Gastric Cancer Open Access
Copyright ©2006 Baishideng Publishing Group Co., Limited. All rights reserved.
World J Gastroenterol. Jul 28, 2006; 12(28): 4473-4477
Published online Jul 28, 2006. doi: 10.3748/wjg.v12.i28.4473
Diagnostic role of serum interleukin-18 in gastric cancer patients
Duangporn Thong-Ngam, Department of Physiology, Faculty of Medicine, Chulalongkorn University, Bangkok, 10330, Thailand
Pisit Tangkijvanich, Department of Biochemistry, Faculty of Medicine, Chulalongkorn University, Bangkok, 10330, Thailand
Rungsun Lerknimitr, Varocha Mahachai, Department of Medicine, Faculty of Medicine, Chulalongkorn University, Bangkok, 10330, Thailand
Apiradee Theamboonlers, Yong Poovorawan, Viral Hepatitis Research Unit, Department of Pediatrics, Faculty of Medicine, Chulalongkorn University, Bangkok, 10330, Thailand
Supported by The Thailand Research Fund, No. TRG4680001
Correspondence to: Duangporn Thong-Ngam, MD, Department of Physiology, Faculty of Medicine, Chulalongkorn University, Bangkok, 10330, Thailand. thongngam007@yahoo.com
Telephone: +66-2-2564267 Fax: +66-2-2564267
Received: November 25, 2005
Revised: December 12, 2005
Accepted: January 9, 2006
Published online: July 28, 2006

Abstract

AIM: To determine the current status in various aspects of gastric cancer patients and to find out the clinical correlation with prognostic role of serum interleukins in Thai patients.

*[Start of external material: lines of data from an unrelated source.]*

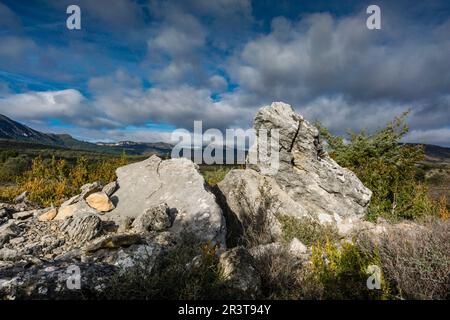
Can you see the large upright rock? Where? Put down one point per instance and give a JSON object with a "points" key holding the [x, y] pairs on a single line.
{"points": [[175, 182], [307, 182]]}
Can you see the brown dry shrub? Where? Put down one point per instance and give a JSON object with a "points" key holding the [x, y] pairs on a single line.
{"points": [[416, 264]]}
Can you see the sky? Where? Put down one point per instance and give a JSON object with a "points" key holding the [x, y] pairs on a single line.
{"points": [[137, 70]]}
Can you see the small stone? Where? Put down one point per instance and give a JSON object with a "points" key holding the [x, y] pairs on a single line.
{"points": [[69, 211], [239, 272], [8, 254], [100, 201], [82, 229], [110, 188], [21, 197], [23, 215], [114, 242], [49, 215], [297, 248], [156, 218]]}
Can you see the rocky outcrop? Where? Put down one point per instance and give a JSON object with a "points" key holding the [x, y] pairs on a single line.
{"points": [[100, 202], [307, 183], [239, 272], [157, 218], [154, 203], [82, 228], [175, 182]]}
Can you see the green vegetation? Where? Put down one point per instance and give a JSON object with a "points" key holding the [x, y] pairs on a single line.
{"points": [[387, 167], [50, 181], [189, 271]]}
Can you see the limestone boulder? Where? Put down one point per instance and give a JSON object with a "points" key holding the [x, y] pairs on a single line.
{"points": [[177, 183]]}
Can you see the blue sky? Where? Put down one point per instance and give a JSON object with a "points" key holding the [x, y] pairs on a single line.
{"points": [[139, 69]]}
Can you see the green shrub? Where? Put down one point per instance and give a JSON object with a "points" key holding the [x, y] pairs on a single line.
{"points": [[343, 271], [416, 263], [50, 181], [385, 166]]}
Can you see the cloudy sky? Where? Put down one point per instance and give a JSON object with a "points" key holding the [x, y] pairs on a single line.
{"points": [[139, 69]]}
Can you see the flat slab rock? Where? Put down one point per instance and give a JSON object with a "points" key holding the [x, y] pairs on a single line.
{"points": [[175, 182], [306, 174]]}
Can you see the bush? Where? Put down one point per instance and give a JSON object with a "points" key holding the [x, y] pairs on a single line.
{"points": [[416, 264], [52, 181], [343, 271], [387, 167], [282, 277]]}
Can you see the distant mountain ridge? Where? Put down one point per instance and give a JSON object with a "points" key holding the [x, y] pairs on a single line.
{"points": [[12, 130]]}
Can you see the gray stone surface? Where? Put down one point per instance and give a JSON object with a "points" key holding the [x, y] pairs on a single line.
{"points": [[176, 182], [307, 179], [155, 218]]}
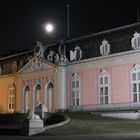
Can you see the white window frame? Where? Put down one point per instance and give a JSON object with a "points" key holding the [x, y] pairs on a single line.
{"points": [[37, 94], [104, 74], [135, 70], [104, 48], [12, 98], [75, 79], [135, 41]]}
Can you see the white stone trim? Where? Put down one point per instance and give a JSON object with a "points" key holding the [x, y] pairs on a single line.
{"points": [[76, 77], [103, 73], [135, 69]]}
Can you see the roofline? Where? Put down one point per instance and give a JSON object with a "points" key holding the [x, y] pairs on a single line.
{"points": [[96, 34], [14, 55], [103, 32]]}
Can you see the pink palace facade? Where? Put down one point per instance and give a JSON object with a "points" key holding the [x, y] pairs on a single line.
{"points": [[97, 72]]}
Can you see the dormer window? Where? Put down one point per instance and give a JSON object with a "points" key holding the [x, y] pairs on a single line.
{"points": [[135, 41], [104, 48]]}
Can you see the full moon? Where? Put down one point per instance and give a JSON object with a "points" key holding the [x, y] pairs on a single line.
{"points": [[49, 27]]}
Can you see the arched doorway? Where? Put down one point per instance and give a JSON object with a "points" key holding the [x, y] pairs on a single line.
{"points": [[49, 97], [26, 99]]}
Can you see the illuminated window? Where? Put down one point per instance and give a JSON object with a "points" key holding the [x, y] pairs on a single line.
{"points": [[75, 90], [37, 95], [135, 41], [104, 87], [135, 83], [104, 48], [11, 98]]}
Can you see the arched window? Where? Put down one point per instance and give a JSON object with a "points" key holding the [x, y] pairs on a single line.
{"points": [[37, 95], [11, 98], [135, 41], [104, 87], [104, 48], [75, 90], [26, 99], [135, 83]]}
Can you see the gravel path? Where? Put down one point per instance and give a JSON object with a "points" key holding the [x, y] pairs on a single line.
{"points": [[89, 124]]}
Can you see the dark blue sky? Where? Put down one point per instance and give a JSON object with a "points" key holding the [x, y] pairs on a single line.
{"points": [[22, 21]]}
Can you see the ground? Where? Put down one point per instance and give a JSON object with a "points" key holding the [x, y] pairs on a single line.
{"points": [[90, 124]]}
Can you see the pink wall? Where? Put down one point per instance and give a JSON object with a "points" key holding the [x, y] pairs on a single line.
{"points": [[120, 84]]}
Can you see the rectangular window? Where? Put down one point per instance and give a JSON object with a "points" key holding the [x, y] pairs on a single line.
{"points": [[134, 88], [134, 97], [106, 80], [77, 84], [138, 75], [73, 84], [101, 100], [101, 81], [134, 76], [106, 99], [101, 91], [106, 90]]}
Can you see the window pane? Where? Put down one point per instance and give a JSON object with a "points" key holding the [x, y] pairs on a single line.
{"points": [[106, 90], [77, 84], [73, 84], [101, 81], [106, 80], [101, 91], [77, 101], [101, 100], [138, 75], [106, 99], [77, 94], [134, 97], [73, 101], [134, 88], [73, 94], [138, 41], [134, 76]]}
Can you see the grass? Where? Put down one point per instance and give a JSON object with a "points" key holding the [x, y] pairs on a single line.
{"points": [[94, 124]]}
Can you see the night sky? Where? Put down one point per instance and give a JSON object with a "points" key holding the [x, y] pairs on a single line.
{"points": [[22, 21]]}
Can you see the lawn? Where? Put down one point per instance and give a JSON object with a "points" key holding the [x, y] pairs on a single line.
{"points": [[94, 124]]}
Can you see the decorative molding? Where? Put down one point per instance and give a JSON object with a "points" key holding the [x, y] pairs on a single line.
{"points": [[76, 54], [36, 64], [135, 41], [136, 67], [104, 48], [39, 50]]}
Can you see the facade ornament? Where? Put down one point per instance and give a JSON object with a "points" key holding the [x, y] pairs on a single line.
{"points": [[14, 67], [57, 59], [0, 70], [76, 54], [51, 55], [32, 116], [39, 50], [104, 48], [135, 41]]}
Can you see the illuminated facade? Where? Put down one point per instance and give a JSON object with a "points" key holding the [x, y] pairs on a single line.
{"points": [[100, 71]]}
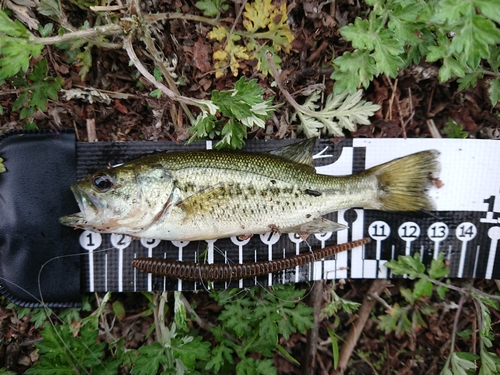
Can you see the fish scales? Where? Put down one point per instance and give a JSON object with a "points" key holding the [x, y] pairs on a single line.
{"points": [[209, 194], [245, 191]]}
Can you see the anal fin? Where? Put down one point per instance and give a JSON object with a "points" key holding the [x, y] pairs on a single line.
{"points": [[319, 225]]}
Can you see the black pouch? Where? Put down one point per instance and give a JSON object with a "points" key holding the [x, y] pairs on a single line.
{"points": [[39, 261]]}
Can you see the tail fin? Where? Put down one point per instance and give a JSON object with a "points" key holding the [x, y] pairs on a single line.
{"points": [[404, 182]]}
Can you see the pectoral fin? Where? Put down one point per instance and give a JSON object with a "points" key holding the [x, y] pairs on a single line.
{"points": [[320, 225]]}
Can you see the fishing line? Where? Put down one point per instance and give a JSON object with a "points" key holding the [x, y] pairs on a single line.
{"points": [[47, 309]]}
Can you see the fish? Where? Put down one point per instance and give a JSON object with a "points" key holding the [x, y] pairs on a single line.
{"points": [[207, 195]]}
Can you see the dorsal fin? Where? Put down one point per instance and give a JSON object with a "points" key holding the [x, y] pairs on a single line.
{"points": [[300, 152]]}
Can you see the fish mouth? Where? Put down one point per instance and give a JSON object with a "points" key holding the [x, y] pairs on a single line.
{"points": [[90, 207]]}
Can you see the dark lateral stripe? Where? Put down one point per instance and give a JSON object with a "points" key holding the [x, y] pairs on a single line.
{"points": [[314, 193]]}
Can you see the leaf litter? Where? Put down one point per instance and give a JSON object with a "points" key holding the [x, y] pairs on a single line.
{"points": [[205, 63]]}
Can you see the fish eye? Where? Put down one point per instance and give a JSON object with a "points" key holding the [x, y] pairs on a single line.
{"points": [[102, 182]]}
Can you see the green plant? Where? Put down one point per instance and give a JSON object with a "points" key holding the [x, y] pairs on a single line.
{"points": [[454, 130], [339, 112], [243, 105], [397, 320], [212, 8], [398, 33], [35, 90], [251, 324], [262, 21]]}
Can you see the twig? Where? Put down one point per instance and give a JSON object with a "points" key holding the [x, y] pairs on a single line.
{"points": [[288, 96], [150, 18], [127, 42], [112, 29], [158, 58], [238, 16], [91, 133], [309, 364], [364, 312]]}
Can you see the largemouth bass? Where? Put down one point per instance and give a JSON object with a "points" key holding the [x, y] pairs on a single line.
{"points": [[202, 195]]}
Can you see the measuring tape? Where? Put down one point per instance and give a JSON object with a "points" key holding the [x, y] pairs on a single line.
{"points": [[465, 227]]}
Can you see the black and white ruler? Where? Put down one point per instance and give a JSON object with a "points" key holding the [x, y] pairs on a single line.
{"points": [[465, 227]]}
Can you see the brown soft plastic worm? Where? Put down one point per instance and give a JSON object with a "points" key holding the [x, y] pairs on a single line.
{"points": [[191, 271]]}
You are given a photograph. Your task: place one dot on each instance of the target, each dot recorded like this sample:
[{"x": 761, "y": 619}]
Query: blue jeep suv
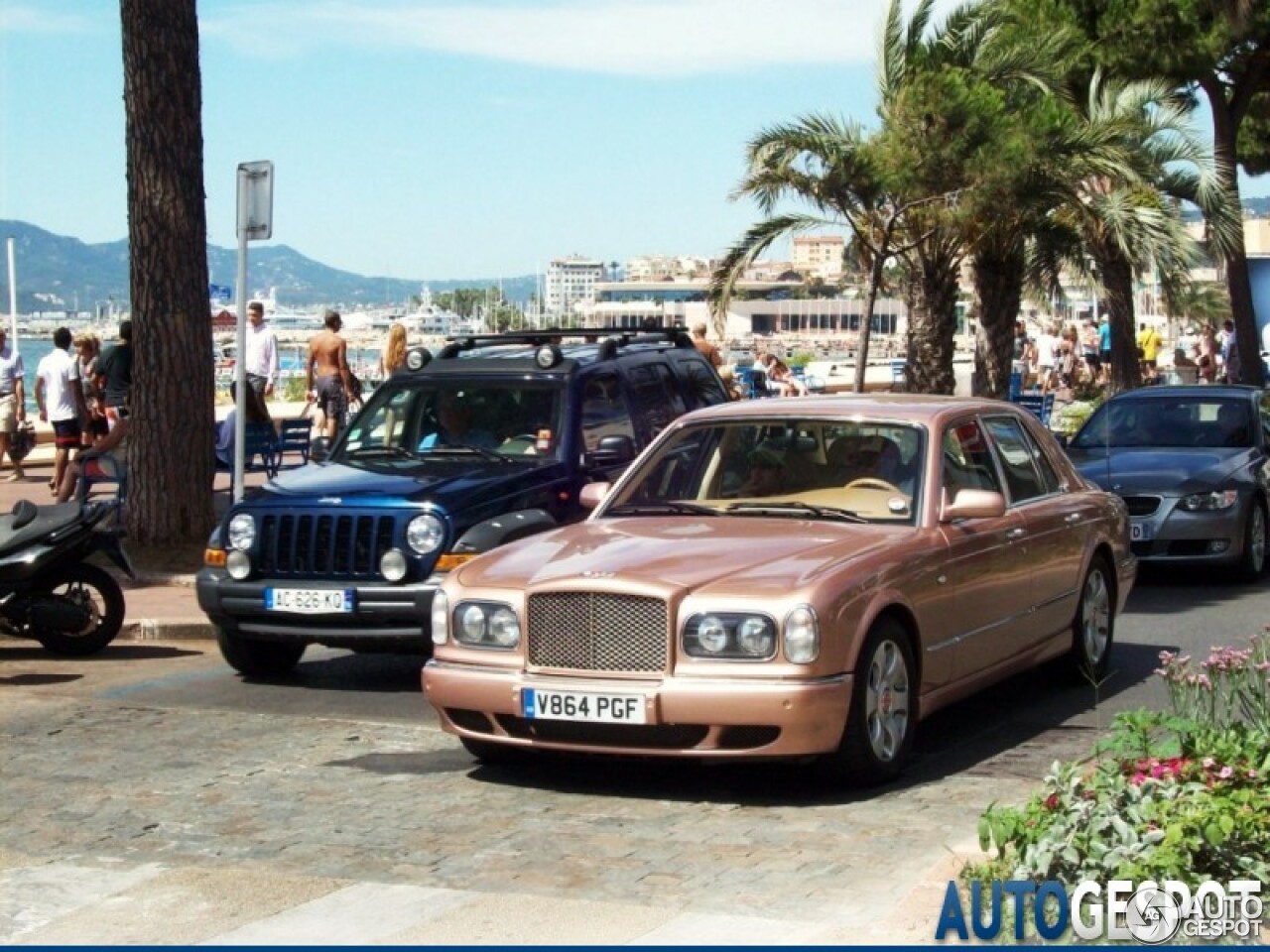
[{"x": 485, "y": 443}]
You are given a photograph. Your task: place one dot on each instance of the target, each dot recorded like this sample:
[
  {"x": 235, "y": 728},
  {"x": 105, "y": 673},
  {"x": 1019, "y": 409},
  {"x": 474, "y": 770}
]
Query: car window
[
  {"x": 702, "y": 386},
  {"x": 654, "y": 398},
  {"x": 968, "y": 460},
  {"x": 1019, "y": 458},
  {"x": 603, "y": 411}
]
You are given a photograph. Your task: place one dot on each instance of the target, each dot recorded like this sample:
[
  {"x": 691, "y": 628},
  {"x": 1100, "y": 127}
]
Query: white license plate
[
  {"x": 309, "y": 601},
  {"x": 581, "y": 706}
]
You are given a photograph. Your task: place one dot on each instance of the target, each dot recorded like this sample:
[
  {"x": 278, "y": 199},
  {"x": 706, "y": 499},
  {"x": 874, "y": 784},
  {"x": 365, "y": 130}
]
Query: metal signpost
[{"x": 254, "y": 222}]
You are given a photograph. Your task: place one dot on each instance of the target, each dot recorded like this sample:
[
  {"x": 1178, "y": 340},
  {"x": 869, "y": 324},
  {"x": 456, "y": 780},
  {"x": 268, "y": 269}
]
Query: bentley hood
[{"x": 758, "y": 557}]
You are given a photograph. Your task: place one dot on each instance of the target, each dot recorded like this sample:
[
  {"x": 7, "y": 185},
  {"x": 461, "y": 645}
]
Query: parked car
[
  {"x": 1192, "y": 465},
  {"x": 489, "y": 442},
  {"x": 788, "y": 578}
]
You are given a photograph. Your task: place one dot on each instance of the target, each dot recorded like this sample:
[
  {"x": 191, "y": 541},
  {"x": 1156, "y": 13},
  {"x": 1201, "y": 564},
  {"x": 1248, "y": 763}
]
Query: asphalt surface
[{"x": 155, "y": 796}]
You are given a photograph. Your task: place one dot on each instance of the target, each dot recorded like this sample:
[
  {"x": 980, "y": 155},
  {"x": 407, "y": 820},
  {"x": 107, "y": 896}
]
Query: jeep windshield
[
  {"x": 852, "y": 470},
  {"x": 499, "y": 420}
]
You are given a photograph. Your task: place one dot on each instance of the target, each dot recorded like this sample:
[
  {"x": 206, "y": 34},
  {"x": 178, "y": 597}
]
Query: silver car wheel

METHODS: Sixty-eight patients were enrolled in this study at King Chulalongkorn Memorial Hospital during April 2003 to May 2005. Gastric cancer was histologically proven in 51 patients and gastric ulcer in 17 patients. Serum IL-6, IL-10, IL-12, and IL-18 levels were measured by enzyme-linked immunosorbent assay (ELISA).

RESULTS: There were 26 males (55.32%) and 21 females (44.68%) with their age ranging from 33 to 85 years (mean age 64.49 ± 13.83 years). The common presentations were weight loss (41.2%), dyspepsia (39.2%), and upper gastrointestinal bleeding (15.7%). A total of 35.3% gastric cancer patients and 6.3% of gastric ulcer patients were smokers (P = 0.029). Moreover, 32.4% of gastric cancer patients and 6.3% of gastric ulcer patients were alcoholic drinkers (P = 0.044). Lesion location was pyloric-antrum in 39.4%, gastric body in 39.4%, upper stomach in 12.2% and entire stomach in 6.1% of the patients. H pylori infection was detected in 44.4%. The poorly-differentiated adenocarcinoma was the most common pathologic finding (60.7%). Surgical treatment was performed in 44.1% patients (total gastrectomy in 5.9%, subtotal gastrectomy in 32.4% and palliative bypass surgery in 5.9%). Systemic chemotherapy was given as an adjuvant therapy in 8.8% patients. Carcinomatosis peritoneii were found in 18.8% patients. The mean survival time was 13.03 ± 9.75 mo. The IL-18 level in gastric cancer patient group (58.54 ± 43.96 pg/mL) was significantly higher than that in gastric ulcer patient group (30.84 ± 11.18 pg/mL) (P = 0.0001) (95% CI was 42.20, 13.19). The cut point of IL-18 for diagnosis of gastric cancer was 40 pg/mL, the positive predictive value was 92.31%. The IL-6 level in gastric cancer patients with distant metastasis (20.21 ± 9.37 pg/mL) was significantly higher than that in those with no metastasis (10.13 ± 7.83 pg/mL) (P = 0.037) (95% CI was 19.51, 0.65). The role of IL-10 and IL-12 levels in gastric cancer patients was to provide data with no significant difference.

CONCLUSION: These findings demonstrate that serum IL-6 and IL-18, but not IL-10 and IL-12 levels may be the useful biological markers of clinical correlation and prognostic factor in patients with gastric cancer. Moreover, IL-18 could serve as a diagnostic marker for gastric cancer with a high positive predictive value.

Key Words: Interleukin; Gastric cancer; Diagnostic marker



INTRODUCTION

The most recent estimates of the world-wide incidence of cancer indicate that gastric cancer is the second most frequent cancer in the world after lung cancer, with over 900 000 new cases diagnosed every year[1].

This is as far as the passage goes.